En el siglo XIV las grandes obras clásicas griegas permanecían mudas, cubiertas de polvo, sumidas en el olvido. Nadie en toda Europa, salvo a lo sumo media docena de monjes, en Roma y Aviñón, era capaz de leer el griego clásico con soltura y aún menos traducirlo al latín. La lengua de Homero se había perdido por completo. Fue en la Florencia renacentista, la ciudad estado de los Médicis, donde se obró el gran milagro. Un milagro que la humanidad deberá agradecer eternamente a los humanistas de la época y al ímprobo esfuerzo que realizaron por recuperar esa lengua clásica y el tesoro cultural de Grecia. Entre ellos el gran Marsilio Ficino, que tradujo infinidad de textos, entre ellos las obras de Platón, que Cósimo de Médicis deseaba leer antes de morir.
El texto que ofrecemos a los lectores de Ataraxia Magazine en exclusiva es un capítulo de la novela «Las Puertas del Paraíso» (MR-Planeta, 2006) de Julio Murillo, en la que el propio Marsilio Ficino narra, con absoluto rigor histórico, a Bernard Villiers, un médico francés, y a Nikos Pagadakis, un filósofo cretense, cómo lograron desencadenar y devolverle la voz al mudo Homero.

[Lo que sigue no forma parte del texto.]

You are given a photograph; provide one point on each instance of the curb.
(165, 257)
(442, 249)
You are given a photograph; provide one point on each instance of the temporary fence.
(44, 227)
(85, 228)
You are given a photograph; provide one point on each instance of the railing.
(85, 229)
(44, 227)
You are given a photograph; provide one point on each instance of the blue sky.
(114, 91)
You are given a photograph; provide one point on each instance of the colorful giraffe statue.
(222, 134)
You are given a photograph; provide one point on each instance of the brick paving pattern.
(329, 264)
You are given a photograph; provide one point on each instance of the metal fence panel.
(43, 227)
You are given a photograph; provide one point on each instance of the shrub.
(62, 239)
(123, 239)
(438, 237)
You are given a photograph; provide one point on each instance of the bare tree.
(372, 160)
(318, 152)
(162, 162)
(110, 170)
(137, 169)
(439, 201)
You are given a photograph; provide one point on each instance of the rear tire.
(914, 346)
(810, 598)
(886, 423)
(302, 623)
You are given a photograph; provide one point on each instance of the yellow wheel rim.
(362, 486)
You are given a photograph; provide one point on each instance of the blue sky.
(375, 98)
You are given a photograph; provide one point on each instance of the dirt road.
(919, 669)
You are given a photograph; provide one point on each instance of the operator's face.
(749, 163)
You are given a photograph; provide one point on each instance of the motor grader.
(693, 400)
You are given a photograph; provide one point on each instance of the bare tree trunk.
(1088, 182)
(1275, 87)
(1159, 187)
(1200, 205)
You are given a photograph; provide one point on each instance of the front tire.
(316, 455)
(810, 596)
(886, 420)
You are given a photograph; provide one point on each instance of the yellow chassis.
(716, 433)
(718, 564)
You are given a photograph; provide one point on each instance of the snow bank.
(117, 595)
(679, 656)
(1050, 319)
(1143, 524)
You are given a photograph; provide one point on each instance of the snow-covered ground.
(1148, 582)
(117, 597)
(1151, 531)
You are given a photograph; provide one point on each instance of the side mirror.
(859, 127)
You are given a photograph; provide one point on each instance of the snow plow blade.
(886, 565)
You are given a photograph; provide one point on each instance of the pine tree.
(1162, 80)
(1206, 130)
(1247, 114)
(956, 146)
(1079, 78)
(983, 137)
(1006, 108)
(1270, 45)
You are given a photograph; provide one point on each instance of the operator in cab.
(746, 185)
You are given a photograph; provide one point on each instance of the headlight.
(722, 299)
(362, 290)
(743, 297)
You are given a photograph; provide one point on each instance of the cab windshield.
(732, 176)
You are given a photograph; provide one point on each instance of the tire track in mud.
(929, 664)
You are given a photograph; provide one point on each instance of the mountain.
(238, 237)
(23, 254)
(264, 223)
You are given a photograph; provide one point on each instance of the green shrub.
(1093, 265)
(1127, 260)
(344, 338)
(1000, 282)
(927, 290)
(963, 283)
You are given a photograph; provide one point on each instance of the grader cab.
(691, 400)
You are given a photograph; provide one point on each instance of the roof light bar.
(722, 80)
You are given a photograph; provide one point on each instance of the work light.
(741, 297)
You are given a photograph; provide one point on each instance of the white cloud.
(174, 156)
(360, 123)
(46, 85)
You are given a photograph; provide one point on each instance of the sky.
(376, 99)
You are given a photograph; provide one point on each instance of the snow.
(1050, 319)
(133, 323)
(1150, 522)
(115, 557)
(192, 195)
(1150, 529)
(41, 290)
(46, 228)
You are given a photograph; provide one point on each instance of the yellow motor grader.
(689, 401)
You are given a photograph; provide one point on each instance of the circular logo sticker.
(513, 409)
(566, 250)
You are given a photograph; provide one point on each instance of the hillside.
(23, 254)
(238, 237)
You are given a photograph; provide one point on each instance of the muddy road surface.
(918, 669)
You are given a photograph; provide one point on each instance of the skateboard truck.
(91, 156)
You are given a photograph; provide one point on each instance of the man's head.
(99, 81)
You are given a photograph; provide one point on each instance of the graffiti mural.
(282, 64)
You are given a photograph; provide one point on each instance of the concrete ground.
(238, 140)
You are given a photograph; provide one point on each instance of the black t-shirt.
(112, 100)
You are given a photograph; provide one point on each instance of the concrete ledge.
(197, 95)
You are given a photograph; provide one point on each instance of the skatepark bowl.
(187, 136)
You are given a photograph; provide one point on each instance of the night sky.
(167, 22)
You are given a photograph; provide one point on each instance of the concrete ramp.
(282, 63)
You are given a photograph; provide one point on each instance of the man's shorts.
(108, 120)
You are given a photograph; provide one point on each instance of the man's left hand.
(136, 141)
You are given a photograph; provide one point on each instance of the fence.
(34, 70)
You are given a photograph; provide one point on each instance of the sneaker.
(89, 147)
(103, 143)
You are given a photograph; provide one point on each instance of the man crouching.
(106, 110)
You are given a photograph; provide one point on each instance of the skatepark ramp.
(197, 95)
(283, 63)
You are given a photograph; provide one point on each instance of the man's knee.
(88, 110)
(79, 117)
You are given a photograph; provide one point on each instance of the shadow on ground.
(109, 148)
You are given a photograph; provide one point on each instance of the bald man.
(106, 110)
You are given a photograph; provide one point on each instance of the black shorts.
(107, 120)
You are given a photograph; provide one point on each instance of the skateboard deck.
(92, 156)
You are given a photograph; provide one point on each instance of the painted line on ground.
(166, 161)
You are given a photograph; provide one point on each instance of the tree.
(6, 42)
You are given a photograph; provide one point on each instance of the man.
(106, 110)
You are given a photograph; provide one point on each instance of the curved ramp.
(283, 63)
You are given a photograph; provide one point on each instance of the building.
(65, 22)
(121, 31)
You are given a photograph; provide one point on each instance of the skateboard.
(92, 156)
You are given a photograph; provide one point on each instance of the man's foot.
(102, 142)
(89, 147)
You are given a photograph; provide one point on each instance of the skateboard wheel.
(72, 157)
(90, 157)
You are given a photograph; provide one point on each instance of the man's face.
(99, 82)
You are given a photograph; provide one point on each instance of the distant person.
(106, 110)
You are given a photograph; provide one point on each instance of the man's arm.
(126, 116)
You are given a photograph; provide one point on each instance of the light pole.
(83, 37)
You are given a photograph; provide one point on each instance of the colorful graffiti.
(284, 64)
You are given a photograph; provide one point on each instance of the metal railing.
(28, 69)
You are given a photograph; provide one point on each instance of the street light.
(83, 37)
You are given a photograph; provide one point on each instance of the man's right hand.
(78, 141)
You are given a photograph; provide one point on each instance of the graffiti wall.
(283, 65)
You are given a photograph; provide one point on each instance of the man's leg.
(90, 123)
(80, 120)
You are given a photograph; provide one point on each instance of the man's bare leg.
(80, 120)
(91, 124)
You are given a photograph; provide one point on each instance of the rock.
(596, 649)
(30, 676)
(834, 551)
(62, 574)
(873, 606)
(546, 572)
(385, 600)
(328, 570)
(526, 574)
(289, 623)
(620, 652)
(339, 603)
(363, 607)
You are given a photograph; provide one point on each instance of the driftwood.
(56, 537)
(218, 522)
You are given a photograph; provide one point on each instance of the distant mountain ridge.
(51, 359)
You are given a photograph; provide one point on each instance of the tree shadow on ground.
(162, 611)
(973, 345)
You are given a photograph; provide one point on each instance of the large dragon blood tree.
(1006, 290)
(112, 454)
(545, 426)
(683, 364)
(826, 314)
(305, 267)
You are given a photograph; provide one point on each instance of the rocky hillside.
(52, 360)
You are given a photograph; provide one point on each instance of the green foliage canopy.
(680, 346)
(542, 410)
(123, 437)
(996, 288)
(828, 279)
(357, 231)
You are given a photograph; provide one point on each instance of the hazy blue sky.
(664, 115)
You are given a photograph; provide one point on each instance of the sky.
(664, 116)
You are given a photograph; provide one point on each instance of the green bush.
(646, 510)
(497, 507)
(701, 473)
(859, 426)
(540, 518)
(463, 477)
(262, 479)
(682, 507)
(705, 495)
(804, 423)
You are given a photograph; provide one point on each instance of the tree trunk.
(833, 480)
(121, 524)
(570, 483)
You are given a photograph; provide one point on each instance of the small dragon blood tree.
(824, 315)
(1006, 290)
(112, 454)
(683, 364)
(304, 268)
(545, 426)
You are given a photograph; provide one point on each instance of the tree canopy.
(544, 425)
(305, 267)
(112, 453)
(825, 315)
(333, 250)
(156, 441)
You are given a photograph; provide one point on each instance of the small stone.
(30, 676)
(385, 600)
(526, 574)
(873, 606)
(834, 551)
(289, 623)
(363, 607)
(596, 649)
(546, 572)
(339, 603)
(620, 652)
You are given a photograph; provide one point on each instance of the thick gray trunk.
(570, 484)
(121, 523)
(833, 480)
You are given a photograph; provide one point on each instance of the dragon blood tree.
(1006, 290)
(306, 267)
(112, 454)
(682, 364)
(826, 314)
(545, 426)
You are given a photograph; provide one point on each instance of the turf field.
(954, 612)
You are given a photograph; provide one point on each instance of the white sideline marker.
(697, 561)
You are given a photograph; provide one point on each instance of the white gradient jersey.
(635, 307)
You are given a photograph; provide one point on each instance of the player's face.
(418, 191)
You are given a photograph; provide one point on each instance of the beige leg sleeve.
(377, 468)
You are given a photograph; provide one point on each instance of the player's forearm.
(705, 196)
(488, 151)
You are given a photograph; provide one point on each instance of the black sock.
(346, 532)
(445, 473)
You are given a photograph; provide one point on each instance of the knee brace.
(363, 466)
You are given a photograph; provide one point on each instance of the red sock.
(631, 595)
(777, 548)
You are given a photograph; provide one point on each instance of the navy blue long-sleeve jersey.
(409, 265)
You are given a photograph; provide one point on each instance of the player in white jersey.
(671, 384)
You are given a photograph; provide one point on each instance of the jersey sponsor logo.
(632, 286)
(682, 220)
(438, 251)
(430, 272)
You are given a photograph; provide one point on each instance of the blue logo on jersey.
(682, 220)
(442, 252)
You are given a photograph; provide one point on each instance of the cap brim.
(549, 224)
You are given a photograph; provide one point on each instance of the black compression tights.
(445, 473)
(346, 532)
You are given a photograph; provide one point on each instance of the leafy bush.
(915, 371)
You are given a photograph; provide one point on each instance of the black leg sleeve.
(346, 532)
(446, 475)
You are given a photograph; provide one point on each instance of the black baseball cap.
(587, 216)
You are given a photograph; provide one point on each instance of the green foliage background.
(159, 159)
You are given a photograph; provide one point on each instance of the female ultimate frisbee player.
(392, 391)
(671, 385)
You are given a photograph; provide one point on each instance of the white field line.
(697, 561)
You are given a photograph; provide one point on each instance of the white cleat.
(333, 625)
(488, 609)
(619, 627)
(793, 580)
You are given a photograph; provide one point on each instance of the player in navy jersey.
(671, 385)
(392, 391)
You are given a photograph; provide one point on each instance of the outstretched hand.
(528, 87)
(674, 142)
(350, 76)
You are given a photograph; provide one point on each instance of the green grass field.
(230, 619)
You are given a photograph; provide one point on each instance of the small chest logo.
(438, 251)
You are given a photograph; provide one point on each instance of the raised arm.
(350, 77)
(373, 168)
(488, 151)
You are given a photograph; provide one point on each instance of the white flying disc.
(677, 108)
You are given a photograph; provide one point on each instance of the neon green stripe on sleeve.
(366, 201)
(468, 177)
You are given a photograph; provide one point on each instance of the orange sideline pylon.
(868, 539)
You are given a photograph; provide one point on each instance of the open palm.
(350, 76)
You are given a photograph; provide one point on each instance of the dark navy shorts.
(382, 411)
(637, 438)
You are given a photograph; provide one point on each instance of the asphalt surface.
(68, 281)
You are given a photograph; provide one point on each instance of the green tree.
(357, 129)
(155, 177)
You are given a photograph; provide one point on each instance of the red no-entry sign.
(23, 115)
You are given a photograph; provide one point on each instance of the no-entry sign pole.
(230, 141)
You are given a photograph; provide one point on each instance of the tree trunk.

–Unos cien años antes de que Constantinopla cayera, creo que en 1354… –rememoró Marsilio–, alguien trajo de La Ciudad un ejemplar de la Ilíada. Cuentan que al tenerlo entre sus manos, al gran Petrarca se le llenaron los ojos de lágrimas. Se quedó desconcertado, sin aliento, mirando esas páginas; pasándolas de una en una, igual que un ciego acariciaría un rostro querido, que sólo intuye, o un inválido deploraría un horizonte inalcanzable que sólo puede pretender en sueños; pronunció entonces unas palabras que eran desconsoladas y que resumían el drama de un pasado cubierto por el polvo del tiempo y el desamor de los hombres. Dicen que dijo, enfrentando al portador de ese tesoro: tu Homero es mudo para mí; y después, supongo que mirando al cielo y buscando al gran poeta, apostilló: ¡Cuánto desearía poder escuchar tu voz!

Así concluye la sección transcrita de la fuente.